In the Vandana Ti Sarana, we chant, “Homage to him the Exalted One, the Enlightened One, the Supremely Awakened One. Homage means that we show special respect and deep honor to Buddha. He is supremely awakened. Awakened means that we are more awake after we wake up in the morning. When we are awake, we can see in our mind our thoughts and how they lead to the words we say and to our actions, what we do, when we are awake during the day and night, and not asleep in our beds.
When we are awake, we see the thoughts that appear in our mind. That’s why we look inward when we meditate. We practice with our thoughts. When we see our thoughts as they rise up, we can decide what to do with them. When we are doing zazen, or meditation, we watch in our mind our breaths going in and out. When a thought comes into our head, we are aware of it and we let it be. We don’t take it anywhere, and we don’t let it take us. We go back to our breaths, and we let the thought come in and float on by. When we know our thoughts like this, then we can decide what to do with them.

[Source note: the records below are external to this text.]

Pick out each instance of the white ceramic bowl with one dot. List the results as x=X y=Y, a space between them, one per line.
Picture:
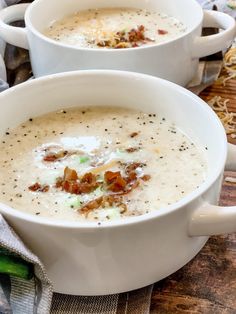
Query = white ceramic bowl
x=176 y=60
x=87 y=259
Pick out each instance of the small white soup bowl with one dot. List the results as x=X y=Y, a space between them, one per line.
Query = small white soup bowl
x=175 y=60
x=91 y=259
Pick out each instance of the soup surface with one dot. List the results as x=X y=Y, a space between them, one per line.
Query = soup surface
x=97 y=163
x=115 y=28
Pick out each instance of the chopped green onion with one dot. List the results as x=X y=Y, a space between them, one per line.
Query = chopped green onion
x=83 y=159
x=12 y=264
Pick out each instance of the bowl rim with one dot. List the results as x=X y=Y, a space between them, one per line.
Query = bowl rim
x=155 y=214
x=43 y=37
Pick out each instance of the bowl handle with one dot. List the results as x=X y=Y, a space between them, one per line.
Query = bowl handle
x=207 y=45
x=13 y=35
x=231 y=158
x=211 y=219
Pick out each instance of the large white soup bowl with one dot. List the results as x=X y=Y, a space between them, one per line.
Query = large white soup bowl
x=175 y=60
x=91 y=259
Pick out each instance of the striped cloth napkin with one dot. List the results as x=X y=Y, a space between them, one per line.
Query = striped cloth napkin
x=36 y=296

When a thought leads to words, we can see before we speak what words are there. The words lead to actions, to the things that we do. When we see what our thoughts are, we can choose what words to say (before we say them) and what actions we take (before we do them).
If we can choose our words and actions, then we can practice saying and doing kind and caring things to other beings. We decide to stop doing things that scare, confuse, and hurt other people. We decide to say and do things that help the world and every single being in it. That is what a supremely awakened person, like the Buddha (and like the Buddha inside of us) does.